May 8 (Bloomberg) -- SAS Group, the Nordic region’s largest airline, trimmed its full-year forecast after second-quarter fares fell, driven down by greater competition in the carrier’s main Scandinavian markets.

SAS may achieve a pretax profit in fiscal 2014 if the positive effect of changes to pension reporting are taken into account, it said in a statement today. Results were expected to be positive excluding pension adjustments when the company released its interim management statement in March.

The airline has delayed earnings targets, pursued asset disposals and cuts jobs as it seeks to return to profit and fend off rivals including low-cost carriers Norwegian Air Shuttle ASA and Ryanair Holdings Plc. Faced with an influx of airlines keen to capture Scandinavian traffic, SAS is focusing on improving its offer to frequent travelers, Chief Executive Officer Rickard Gustafson said in the statement.
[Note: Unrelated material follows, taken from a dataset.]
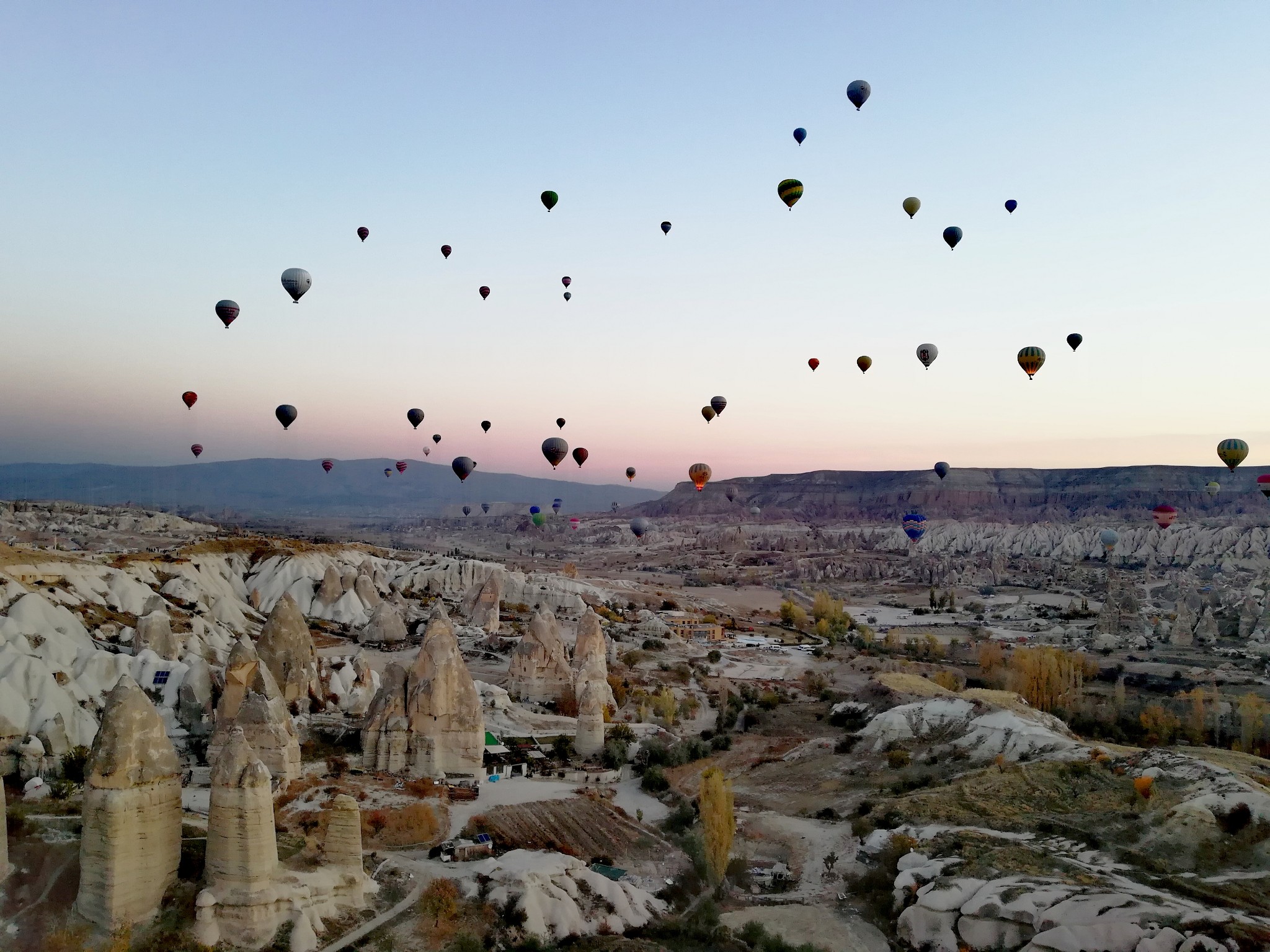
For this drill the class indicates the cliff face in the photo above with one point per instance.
(969, 493)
“The increasing competition for customers means that SAS is now taking an even more aggressive approach,” Gustafson said. “The uncertainty relating to the capacity trend in the market means that the revenues from the growing volumes are difficult to estimate.”

SAS dropped as much as 0.85 kronor, or 6.3 percent, to 12.70 kronor in Stockholm, and traded at 12.80 at 9:08 a.m. in the Swedish capital. The stock has lost 22 percent in value this year, the worst performer on the 37-member Bloomberg European Travel Index in the period.

Capacity within Scandinavia has grown more than 5 percent over the past six months, with the increase in seats available driving down second-quarter prices, SAS said. Currency-adjusted yields, a measure of average fares paid by passengers, dropped 5.3 percent in March and the load factors, a measure of occupancy, improved last month, the airline said.

SAS will report first half results on June 18.